Pela Constituição brasileira de 1946, a propriedade deveria servir ao “bem estar social”. Passando a ter, na Constituição de 1967, fundamento na tal “função social de propriedade”. A redação foi mantida, na Constituição de 1988. Ocorre que dita expressão “social”, em nossa nova Constituição, tem conceito não unívoco. Basta ver que, nos seus 7 primeiros artigos, aparece com 8 significações muito diferenciadas. Sem que seja generalizada, sua aplicação. E nosso judiciário, a partir daí, vem reconhecendo inclusive que possa, uma simples preservação da natureza, cumprir a “função social da propriedade rural”. Mesmo quando não lhe dê, o proprietário, qualquer uso. Sobram dúvidas. Se referência dessa função social for o tamanho do bem, uma grande propriedade poderia ser sempre expropriada. Mesmo quando produtiva. Mas também o seria um edifício, uma fábrica, um shopping center. Se for produtividade, pequenos espaços estariam também em risco. No campo e nas cidades. Se for qualidade no uso, então, o dissenso seria amplíssimo. Havendo casos, inclusive, em que uma dessas referências poderia ser atendida, enquanto outras não o serão. Sem caminhos seguros a seguir, pois, no tema.
No mais, em nosso ordenamento jurídico, vai tendo um tratamento caótico. Surge no Estatuto da Cidade (2001). Mas é abandonada no Código Civil (2002), substituída por uma “finalidade social”. Decididamente não há unidade, no tema. Assim, para dar mínimos de dignidade ao conceito, é preciso produzir previamente algum tipo de consenso em relação ao seu conteúdo. Se fosse possível, bom lembrar. E não é.
O segundo problema é o instituto da Retrocessão (Código Civil, art. 519). Quando o Poder Público “não der, ao bem, o destino declarado no ato expropriatório” (Hely Lopes Meirelles, Direito Administrativo Brasileiro). Regra que tem uma única exclusão, o Decreto-Lei 3.365/41 (art. 5º), destinado a loteamento populares. Em bom português, o Poder Público pode apenas fazer, nos referidos imóveis expropriados, ditos loteamentos. Só isso. Nem conjunto populares, nem Casa Verde Amarela (Minha Casa/Minha Vida), nem outros projetos, nada. O que significa uma escassíssima utilização possível do bem arrancado ao seu proprietário. Porque, em qualquer outra situação pensada, o imóvel vai acabar voltando ao anterior proprietário. Em razão da já dita Retrocessão.
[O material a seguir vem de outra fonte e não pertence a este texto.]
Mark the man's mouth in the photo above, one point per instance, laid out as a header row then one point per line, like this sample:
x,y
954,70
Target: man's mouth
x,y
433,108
Por tudo, então, deveria nossa Prefeitura ver esse tema com mais atenção. E esquecer. Como dizia o ministro vice-presidente (em 1937) do Supremo, Eduardo Spíndola, “quando se vai demasiado longe, o progresso consiste em regredir”. Até porque já se prevê o que vai acontecer. Será só mais uma Lei que não vai funcionar. Salvo servir como propaganda política para render alguns votos, aos gestores públicos, nas próximas eleições. É pouco, escusas. Não vale a pena.